Why We Write Everything in Go

Graphs, code brackets, Bitly app on desktop and mobile devices
Graphs, code brackets, Bitly app on desktop and mobile devices

Okay, okay, we don’t write everything in Go — we have a whole front-end codebase in Typescript/Javascript, we have some Python, we have some straight Bash. Believe it or not, we even had some Tcl up until early 2022 before we ported it, of course, to Go.

At Bitly, we’ve been all in on Go as our preferred back-end language since about 2015. 

Why?

We like tools that are efficient and powerful. We like to avoid the unnecessarily complex. We like repeatable patterns, open source, clear standards and high performance. We like easy-to-read code because we like easy-to-maintain code. This is why we like Go.

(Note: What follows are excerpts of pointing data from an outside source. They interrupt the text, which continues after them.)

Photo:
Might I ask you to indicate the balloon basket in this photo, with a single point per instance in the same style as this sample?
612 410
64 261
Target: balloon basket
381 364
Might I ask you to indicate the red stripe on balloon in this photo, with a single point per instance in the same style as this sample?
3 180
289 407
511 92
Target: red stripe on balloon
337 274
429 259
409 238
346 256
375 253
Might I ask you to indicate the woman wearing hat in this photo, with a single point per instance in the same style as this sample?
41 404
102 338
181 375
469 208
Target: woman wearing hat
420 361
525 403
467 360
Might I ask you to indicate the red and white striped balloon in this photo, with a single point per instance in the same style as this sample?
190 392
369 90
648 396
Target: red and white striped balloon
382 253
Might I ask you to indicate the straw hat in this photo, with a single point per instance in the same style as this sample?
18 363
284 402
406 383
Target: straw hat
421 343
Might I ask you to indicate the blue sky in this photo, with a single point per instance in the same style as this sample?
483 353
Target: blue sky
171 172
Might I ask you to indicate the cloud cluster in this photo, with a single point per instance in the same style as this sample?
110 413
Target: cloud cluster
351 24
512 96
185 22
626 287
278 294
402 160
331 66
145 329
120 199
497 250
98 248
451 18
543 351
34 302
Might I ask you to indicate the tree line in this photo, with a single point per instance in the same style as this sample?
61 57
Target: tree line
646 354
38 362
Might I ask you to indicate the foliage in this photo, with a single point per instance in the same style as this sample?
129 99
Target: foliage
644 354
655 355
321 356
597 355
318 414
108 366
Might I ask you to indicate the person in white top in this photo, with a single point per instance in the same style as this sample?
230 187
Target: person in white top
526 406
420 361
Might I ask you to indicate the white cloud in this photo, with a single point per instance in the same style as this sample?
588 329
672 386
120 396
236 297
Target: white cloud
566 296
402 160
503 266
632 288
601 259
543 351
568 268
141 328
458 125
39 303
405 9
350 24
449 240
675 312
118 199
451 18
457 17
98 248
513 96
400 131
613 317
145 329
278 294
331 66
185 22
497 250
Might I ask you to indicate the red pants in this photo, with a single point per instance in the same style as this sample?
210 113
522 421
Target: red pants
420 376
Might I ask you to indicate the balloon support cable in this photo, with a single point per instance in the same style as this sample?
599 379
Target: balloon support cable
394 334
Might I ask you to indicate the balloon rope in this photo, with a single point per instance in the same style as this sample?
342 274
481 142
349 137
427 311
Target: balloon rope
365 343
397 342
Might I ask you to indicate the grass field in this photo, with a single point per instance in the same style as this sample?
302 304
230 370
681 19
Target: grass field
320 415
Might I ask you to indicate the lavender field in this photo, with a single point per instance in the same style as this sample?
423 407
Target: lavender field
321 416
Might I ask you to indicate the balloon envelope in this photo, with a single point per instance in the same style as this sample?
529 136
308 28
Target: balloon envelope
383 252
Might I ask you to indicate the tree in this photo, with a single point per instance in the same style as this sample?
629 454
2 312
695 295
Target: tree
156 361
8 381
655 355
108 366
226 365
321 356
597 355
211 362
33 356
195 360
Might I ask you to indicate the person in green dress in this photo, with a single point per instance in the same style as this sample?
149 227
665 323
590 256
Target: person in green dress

As you might guess, we power the Bitly ecosystem with a collection of web apps, APIs, microservices and datastores.

The Bitly system processes tens of billions of redirects and hundreds of millions of new links each month. We service customers worldwide and run approximately 15 direct user-facing services (web apps and external APIs), 35 internal APIs, 130 queue consumer processes, 150 cron jobs, 20 datastores and who knows how many ad hoc scripts. 

All told, Go accounts for a little over half of our code base.

Once Upon a Time…

There once was a time when we wrote most backend services in Python, and when we wanted serious performance, we dropped into C. We used Python because it was easy to write, reasonably performant, and there was a nice web server framework called Tornado that scaled pretty well with its effective use of non-blocking network I/O. 

We used C because, well, it was C and you can’t beat its performance. You can, however, beat its maintainability. (How many C developers do you know out there?)

But what if we could have a simple and straightforward language that gave us high performance as well?

Enter Go

In 2014, we wrote a little open source project called NSQ (nsq.io) and put a promising new language called Go through its paces. We liked what we saw so much that we started writing everything new in Go, and soon thereafter we began porting all legacy services to Go as well.

One of the most compelling findings from that early experience was that we could run the same workload in Go on fewer servers than the Python version and the response times were typically twice as fast. That, in and of itself, would have been enough, but add to the performance gains the fact that developers unfamiliar with Go can be onboarded to it in a matter of weeks, and we were sold.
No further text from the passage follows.